Last Updated: Friday - 09/24/2010
Week of March 29, 2004
A great apostle of poverty
St. Francis of Paola first lived as a hermit
St. Francis di Paola -- Feast day -- April 2
By TED FITZGERALD
Special to the WCR
San Antonio, Texas
In downtown San Antonio, not far from the city centre at San Fernando Cathedral, there's an attractive church that seems to have successfully resisted the urban growth that has doomed other big city parishes.
San Francesco di Paola was lovingly built in 1927 by area residents of Italian descent who, at a mission given by Mexican expatriate Father Saverio Vecchio a year earlier, resolved to quickly acquire a church of their own.
Now, years later, an ongoing effort is underway to attract old and new people to this once-thriving community house of worship.
Red brick Romanesque
The church so quickly put up by its enthusiastic 1,400-member congregation is appropriately, Romanesque in style. It faces south across Piazza Italia, its red brick fa‡ade set off with white masonry and the whole framed by the spreading tree branches of attractive Columbus Park. Midway up the bell tower, the parish patron is sculpted in white stone.
Born in Paola in 1416, Francis was not one of the great Italian religious activists but rather a humble and prayerful man who led a most austere existence. Living as a hermit after age 13, he attracted others interested in adopting his devout exercises of charity, penance and year-round Lenten observances.

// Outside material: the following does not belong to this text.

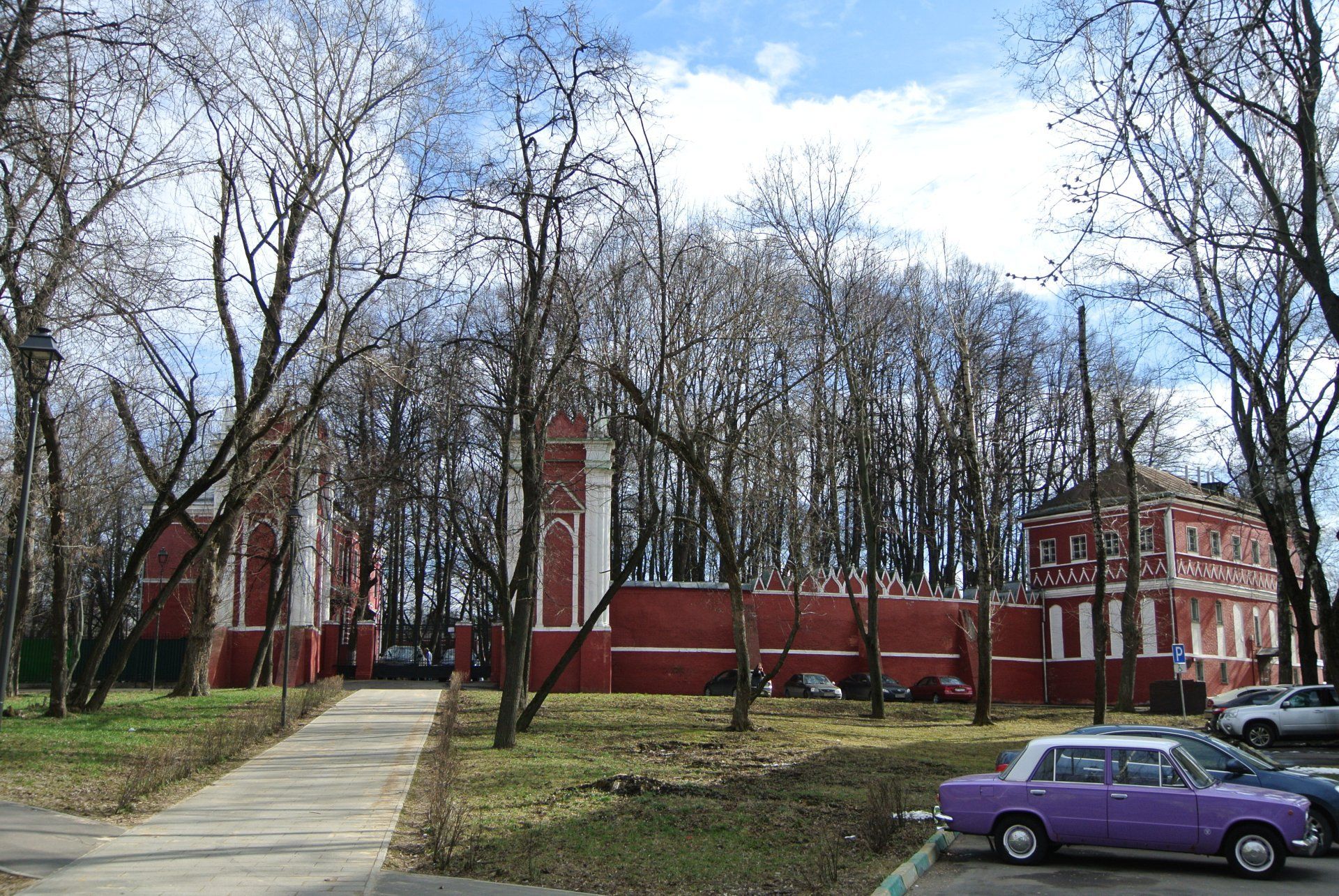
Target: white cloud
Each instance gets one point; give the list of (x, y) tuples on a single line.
[(778, 62), (967, 158)]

In 1436, Francis founded the order of Minims. Other monasteries were established in Italy and in France where he spent 25 years as a confidant of the king. He died in his simple cell at 91, remembered as "the great apostle of poverty" and was canonized a short 12 years later.

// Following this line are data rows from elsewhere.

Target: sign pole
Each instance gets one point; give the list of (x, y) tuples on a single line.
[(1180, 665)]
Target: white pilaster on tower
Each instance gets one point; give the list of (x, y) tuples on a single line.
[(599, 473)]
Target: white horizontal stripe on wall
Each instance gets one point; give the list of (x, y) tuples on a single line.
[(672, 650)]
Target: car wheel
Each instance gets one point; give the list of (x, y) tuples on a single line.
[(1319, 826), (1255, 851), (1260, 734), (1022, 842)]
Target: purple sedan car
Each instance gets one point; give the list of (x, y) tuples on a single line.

St. Francis' image dominates the reredos of his church. He carries a staff with a golden disc bearing the word "charitas," an emblem usually associated with the saint.

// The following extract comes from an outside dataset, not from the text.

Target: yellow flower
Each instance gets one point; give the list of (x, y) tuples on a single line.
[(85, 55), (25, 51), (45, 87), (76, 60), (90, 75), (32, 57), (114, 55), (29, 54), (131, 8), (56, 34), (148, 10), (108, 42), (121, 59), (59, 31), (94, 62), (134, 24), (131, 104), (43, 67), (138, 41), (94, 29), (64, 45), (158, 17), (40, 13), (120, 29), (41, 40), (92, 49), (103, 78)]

From his elevated position above a prized Carrara marble altar and beneath the sanctuary's apsidal dome he looks out at a nave flanked by colonnaded side aisles. Illumination in the church is through round-topped, priceless stained glass windows that portray events in the life of Christ and familiar saints.
Another statue of the saint from the waist up reposes to the right of the sanctuary for use in processions on special feast days. The book he holds is entitled Charitas.
Appropriately, when the church opened, Father Vecchio became its first pastor and established a thriving parish. San Francesco soon offered a variety of lay organizations and activities which continue to this day.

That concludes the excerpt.